TEŞVİKLERLE ÜRETİM SÜRDÜ, İŞÇİLER İŞTEN ATILDI
Türkmen, tekstil sektöründeki patronların, birkaç yıldır yaşanan daralma ve kısmi üretim düşüşü ve buna bağlı olarak Mısır başta olmak üzere yatırımların farklı ülkelere kayıyor olmasını, hükümetten yeni teşvikler koparma, işçileri daha düşük ücretle, daha ağır koşullarda çalışmaya zorlamak için tehdit unsuru olarak kullandığını vurguladı. Daralma bahanesiyle onbinlerce işçinin işten atıldığını hatırlatan Türkmen, patronların üretimlerini kamu desteği ve teşviklerle sürdürdüğünü vurguladı.

"Patronlar sıfıra yakın maliyetle üretim yapabiliyor. Kriz bahanesiyle daha fazla teşvik istiyorlar. Oysa işçilerin hayatı altüst oldu" diyen Türkmen'e göre, sektörde yaşananlar bugüne kadar patronlar ve onların sözcülüğünü yapan sarı sendikalar eliyle yaratıldı.

Sömürü düzenine itiraz amacıyla hazırlanan raporda, "Patronların daha fazla sefalet ve kölelik dayatmasını kabul etmiyoruz. Bu krizin faturasını patronlar değil, işçiler ödüyor" denildi.

'Dört başlıkta krize çözüm'
Tekstil sektöründeki krizden en çok işçilerin etkilendiğine dikkat çeken Türkmen, şu talepleri sıraladı:
" Tekstil sektöründe kıdem tazminatı fiilen ortadan kalkmış durumda. İşçiler ya hiç tazminat alamıyor ya da çok düşük teklifler dayatılıyor. Tazminat hakkını kabul etmeyenler "kod" ile tazminatsız işten çıkarılıyor. Her ne gerekçeyle olursa olsun işten çıkarılan işçiye kıdem ve ihbar tazminatı aynı gün ödenmeli.
 İşsizlik fonunun büyük bölümü patronlara teşvik olarak aktarılıyor. Oysa işsiz kalan işçilerin sadece yüzde 10'u bu fondan yararlanabiliyor. Fonun amacı dışında kullanılmasına son verilmeli, geçmişte aktarılan kaynaklar patronlardan geri alınmalı ve fon sadece işsiz işçiler için kullanılmalı.
 İşkolu barajı, yetki itirazları gibi engeller kaldırılmalı. Grev ve sendika hakkı fiilen kullanılabilir hale gelmeli.
 Özellikle 'ahlak ve iyi niyet kurallarına aykırılık' anlamına gelen 29. Kod, işçilerin hak gaspında bir silaha dönüşmüş durumda. Kodlarla işten çıkarmaların önüne geçilmeli, sendikal nedenlerle işten çıkarmalar yasaklanmalı."

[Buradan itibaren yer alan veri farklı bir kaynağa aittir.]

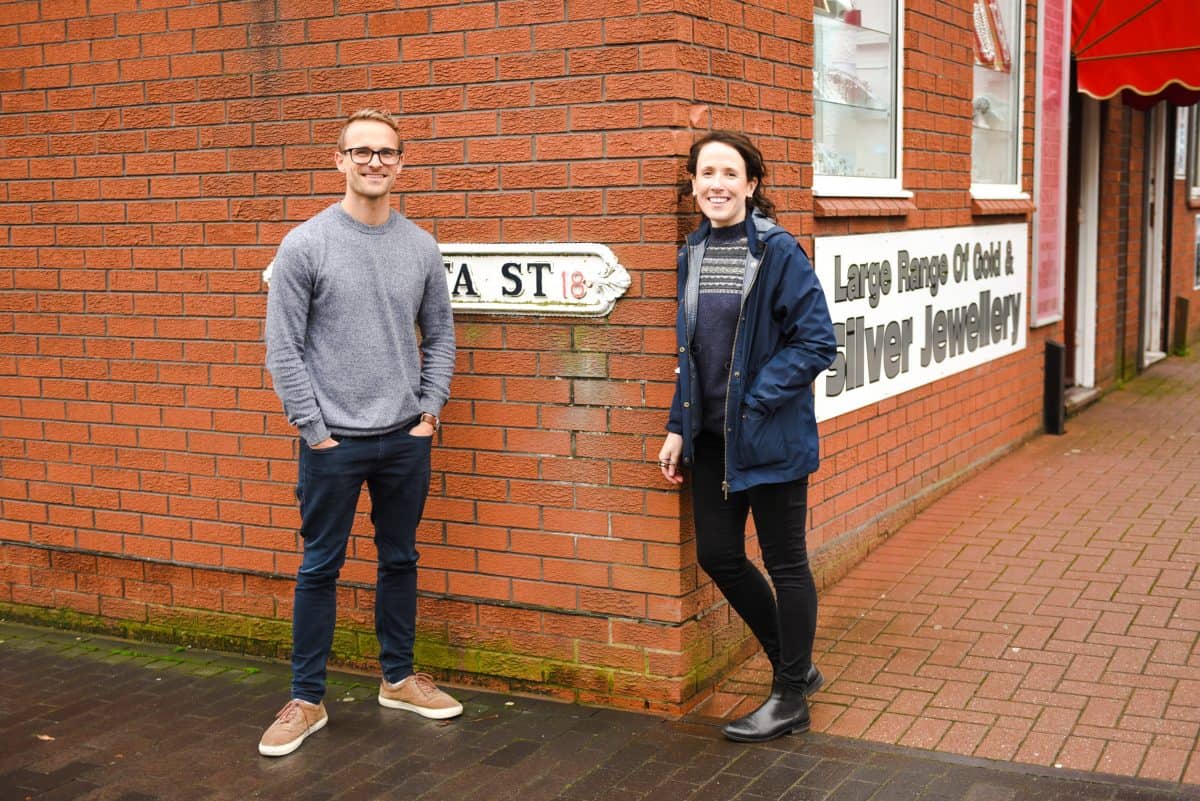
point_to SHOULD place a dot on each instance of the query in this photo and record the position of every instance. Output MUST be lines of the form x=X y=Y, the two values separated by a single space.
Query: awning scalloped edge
x=1139 y=91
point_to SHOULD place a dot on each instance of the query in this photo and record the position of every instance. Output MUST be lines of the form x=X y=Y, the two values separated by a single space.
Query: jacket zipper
x=729 y=380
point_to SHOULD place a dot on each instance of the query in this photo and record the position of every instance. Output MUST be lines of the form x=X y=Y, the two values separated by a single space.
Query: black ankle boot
x=785 y=711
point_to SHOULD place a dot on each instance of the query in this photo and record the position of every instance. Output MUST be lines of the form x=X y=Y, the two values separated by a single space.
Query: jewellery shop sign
x=912 y=307
x=576 y=279
x=580 y=279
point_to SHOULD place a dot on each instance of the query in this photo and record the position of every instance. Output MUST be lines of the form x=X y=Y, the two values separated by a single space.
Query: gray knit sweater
x=342 y=311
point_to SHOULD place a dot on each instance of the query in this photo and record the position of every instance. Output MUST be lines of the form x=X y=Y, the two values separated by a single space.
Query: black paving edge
x=961 y=760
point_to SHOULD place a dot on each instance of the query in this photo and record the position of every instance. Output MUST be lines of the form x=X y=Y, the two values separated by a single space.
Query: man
x=348 y=290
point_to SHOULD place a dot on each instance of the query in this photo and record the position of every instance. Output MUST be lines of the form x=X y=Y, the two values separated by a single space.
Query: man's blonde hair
x=377 y=115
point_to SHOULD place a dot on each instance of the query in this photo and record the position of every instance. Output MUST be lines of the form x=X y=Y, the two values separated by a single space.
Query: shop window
x=1193 y=139
x=856 y=71
x=996 y=101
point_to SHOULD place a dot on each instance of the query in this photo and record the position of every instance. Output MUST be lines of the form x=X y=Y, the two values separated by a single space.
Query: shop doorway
x=1153 y=332
x=1083 y=251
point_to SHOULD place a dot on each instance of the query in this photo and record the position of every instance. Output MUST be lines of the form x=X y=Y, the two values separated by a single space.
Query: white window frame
x=1008 y=191
x=845 y=186
x=1193 y=139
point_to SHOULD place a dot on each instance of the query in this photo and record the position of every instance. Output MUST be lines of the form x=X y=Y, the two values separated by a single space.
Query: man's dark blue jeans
x=396 y=470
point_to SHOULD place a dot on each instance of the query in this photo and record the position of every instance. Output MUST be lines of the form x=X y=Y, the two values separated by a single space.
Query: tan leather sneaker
x=418 y=693
x=293 y=724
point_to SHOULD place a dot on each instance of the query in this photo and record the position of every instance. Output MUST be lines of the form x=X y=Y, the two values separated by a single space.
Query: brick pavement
x=1044 y=612
x=89 y=718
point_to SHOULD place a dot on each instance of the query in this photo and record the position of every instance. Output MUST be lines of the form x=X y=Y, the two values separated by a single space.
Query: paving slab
x=93 y=718
x=1045 y=610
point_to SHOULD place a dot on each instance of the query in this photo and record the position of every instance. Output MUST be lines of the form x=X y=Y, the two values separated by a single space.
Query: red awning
x=1145 y=49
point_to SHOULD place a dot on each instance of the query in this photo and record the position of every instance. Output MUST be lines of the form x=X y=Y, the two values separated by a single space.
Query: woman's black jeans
x=784 y=621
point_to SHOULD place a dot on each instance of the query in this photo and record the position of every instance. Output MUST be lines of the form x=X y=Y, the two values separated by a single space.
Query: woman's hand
x=669 y=458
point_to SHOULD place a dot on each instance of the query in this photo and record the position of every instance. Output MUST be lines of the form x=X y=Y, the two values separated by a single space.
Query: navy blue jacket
x=783 y=343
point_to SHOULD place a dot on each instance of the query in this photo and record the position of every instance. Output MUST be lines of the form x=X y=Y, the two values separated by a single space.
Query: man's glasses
x=388 y=156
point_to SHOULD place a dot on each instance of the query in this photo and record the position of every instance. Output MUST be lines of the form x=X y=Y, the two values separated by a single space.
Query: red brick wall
x=885 y=463
x=153 y=157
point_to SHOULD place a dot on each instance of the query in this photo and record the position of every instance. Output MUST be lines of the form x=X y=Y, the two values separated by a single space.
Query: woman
x=753 y=333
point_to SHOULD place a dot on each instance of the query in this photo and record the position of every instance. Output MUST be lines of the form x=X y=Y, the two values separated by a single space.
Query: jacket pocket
x=762 y=438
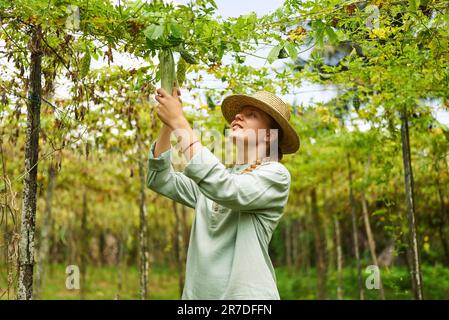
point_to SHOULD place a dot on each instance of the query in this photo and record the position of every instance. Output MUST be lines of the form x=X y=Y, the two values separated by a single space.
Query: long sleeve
x=162 y=179
x=265 y=187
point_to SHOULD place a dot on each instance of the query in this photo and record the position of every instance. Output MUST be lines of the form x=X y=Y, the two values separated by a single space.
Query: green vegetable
x=189 y=58
x=181 y=69
x=283 y=54
x=167 y=69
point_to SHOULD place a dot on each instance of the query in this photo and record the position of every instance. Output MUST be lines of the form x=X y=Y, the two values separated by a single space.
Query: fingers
x=162 y=92
x=176 y=92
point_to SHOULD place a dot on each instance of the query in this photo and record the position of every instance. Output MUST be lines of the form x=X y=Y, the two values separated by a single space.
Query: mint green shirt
x=227 y=256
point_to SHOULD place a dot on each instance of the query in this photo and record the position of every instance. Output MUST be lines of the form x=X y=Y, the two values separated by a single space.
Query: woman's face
x=247 y=124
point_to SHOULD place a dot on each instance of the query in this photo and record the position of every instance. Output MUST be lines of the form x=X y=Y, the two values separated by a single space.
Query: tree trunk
x=121 y=261
x=179 y=247
x=295 y=251
x=143 y=236
x=319 y=247
x=288 y=244
x=339 y=258
x=410 y=205
x=369 y=233
x=355 y=237
x=442 y=216
x=44 y=247
x=28 y=221
x=84 y=246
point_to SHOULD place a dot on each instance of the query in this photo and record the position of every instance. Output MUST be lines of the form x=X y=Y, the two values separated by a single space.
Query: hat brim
x=234 y=103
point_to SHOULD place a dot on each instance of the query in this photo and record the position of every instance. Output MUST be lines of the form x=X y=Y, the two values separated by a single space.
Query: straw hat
x=270 y=104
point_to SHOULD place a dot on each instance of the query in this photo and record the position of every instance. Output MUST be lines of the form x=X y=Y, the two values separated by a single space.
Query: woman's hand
x=170 y=108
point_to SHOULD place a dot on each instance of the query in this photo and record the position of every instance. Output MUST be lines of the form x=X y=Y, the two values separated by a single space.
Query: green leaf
x=291 y=48
x=175 y=30
x=153 y=31
x=414 y=5
x=85 y=63
x=274 y=53
x=331 y=35
x=318 y=26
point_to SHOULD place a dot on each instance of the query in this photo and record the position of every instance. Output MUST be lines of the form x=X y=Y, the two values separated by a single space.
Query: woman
x=236 y=209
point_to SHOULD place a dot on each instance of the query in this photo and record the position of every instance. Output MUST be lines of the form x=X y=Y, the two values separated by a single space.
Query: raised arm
x=265 y=187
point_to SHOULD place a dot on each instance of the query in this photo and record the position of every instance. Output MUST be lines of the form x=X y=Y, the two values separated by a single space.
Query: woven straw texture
x=270 y=104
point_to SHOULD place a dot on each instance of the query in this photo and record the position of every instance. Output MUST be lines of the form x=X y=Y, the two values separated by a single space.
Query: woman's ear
x=271 y=135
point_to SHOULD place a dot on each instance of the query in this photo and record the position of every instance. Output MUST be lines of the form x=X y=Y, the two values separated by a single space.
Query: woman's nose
x=238 y=116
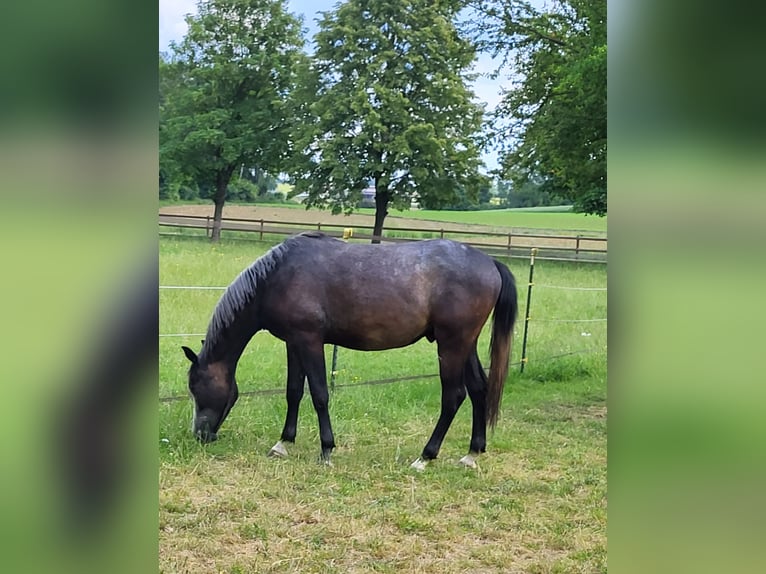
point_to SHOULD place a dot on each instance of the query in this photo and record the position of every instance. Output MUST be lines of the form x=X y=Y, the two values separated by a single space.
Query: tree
x=224 y=92
x=552 y=120
x=385 y=102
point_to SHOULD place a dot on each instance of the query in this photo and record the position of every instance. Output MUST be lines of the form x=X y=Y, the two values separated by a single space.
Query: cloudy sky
x=172 y=28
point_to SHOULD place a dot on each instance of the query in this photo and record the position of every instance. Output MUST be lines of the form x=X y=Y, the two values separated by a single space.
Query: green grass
x=505 y=218
x=536 y=504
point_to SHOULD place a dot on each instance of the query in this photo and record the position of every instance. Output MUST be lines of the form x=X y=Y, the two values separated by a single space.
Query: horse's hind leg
x=295 y=379
x=451 y=364
x=312 y=359
x=476 y=383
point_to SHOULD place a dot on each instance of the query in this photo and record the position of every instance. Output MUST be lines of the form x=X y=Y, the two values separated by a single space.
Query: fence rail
x=582 y=248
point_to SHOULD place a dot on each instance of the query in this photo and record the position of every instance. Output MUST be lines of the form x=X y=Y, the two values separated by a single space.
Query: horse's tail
x=506 y=310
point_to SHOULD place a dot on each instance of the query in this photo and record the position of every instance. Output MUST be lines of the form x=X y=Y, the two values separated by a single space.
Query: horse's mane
x=241 y=292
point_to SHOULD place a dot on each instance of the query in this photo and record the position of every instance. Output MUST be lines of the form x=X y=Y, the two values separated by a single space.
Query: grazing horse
x=313 y=290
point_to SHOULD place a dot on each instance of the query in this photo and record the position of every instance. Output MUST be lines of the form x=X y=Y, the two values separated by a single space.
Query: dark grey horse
x=313 y=290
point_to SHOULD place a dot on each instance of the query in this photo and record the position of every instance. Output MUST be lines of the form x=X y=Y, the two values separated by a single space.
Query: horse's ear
x=191 y=355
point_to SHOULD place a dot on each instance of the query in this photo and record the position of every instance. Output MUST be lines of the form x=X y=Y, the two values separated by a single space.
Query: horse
x=312 y=290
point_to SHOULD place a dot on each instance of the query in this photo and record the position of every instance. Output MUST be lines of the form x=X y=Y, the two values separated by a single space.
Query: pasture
x=502 y=220
x=536 y=504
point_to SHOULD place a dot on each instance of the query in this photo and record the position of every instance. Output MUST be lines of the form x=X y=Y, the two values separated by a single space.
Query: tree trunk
x=222 y=183
x=381 y=209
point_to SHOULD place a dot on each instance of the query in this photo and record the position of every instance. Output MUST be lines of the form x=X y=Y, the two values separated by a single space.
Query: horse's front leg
x=295 y=379
x=312 y=360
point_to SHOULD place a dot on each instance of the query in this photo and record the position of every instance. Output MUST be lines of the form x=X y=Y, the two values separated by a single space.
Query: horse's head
x=214 y=391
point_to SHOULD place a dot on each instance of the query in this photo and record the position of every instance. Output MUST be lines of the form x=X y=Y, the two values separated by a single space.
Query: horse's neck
x=229 y=346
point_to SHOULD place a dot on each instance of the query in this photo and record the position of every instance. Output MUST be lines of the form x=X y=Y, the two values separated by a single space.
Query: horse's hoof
x=469 y=461
x=278 y=451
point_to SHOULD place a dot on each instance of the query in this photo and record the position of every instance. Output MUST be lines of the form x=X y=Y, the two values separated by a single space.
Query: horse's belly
x=377 y=333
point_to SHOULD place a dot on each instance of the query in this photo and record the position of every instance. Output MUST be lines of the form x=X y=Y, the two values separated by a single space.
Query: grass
x=502 y=219
x=562 y=221
x=536 y=504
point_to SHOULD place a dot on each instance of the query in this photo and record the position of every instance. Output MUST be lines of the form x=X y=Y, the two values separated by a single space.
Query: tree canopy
x=386 y=103
x=224 y=91
x=551 y=122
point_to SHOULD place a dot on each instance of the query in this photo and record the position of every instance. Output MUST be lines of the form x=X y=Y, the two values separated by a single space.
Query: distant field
x=500 y=219
x=536 y=504
x=514 y=218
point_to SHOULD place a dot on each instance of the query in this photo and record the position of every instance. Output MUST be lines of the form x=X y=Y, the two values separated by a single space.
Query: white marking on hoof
x=278 y=450
x=469 y=461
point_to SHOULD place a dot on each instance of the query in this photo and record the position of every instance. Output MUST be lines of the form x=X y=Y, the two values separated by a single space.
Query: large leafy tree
x=224 y=91
x=551 y=121
x=386 y=103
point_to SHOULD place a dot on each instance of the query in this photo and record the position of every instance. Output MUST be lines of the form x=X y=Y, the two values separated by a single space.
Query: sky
x=172 y=28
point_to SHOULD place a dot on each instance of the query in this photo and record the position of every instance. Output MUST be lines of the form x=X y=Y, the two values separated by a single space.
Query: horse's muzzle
x=204 y=434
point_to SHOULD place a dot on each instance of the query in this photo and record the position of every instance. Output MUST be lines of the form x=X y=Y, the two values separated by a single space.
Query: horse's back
x=382 y=296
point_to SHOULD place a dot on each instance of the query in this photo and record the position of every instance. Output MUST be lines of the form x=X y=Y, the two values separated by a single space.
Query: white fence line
x=567 y=320
x=192 y=287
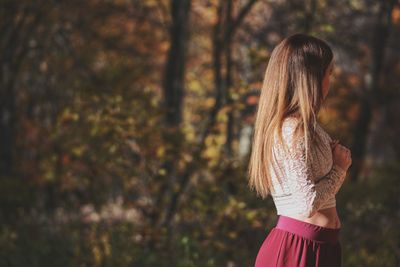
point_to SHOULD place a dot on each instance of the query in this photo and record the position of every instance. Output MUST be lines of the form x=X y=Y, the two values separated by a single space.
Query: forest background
x=126 y=127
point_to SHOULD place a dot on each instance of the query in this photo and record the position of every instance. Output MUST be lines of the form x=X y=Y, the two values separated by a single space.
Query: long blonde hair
x=292 y=87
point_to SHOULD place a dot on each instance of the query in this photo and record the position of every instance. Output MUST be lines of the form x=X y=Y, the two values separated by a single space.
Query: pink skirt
x=294 y=243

'İŞÇİLERLE PATRONLAR AYNI GEMİDE DEĞİL'
İşçilerin örgütlü mücadelesinin krizden çıkışın tek yolu olduğunu vurgulayan Türkmen, "İşçilerle patronlar aynı gemide değil. Patronlar bu krizden karlarını koruyarak çıkmanın yollarını ararken, işçiler açlık ve çaresizlikle baş başa bırakılıyor" diye vurguladı.

Sonbaharda dört temel taleple daha geniş kapsamlı bir kampanya başlatacaklarını açıklayan Türkmen, bu talepleri Meclis ve kamuoyunda daha görünür hale getirmeyi hedeflediklerini belirtti.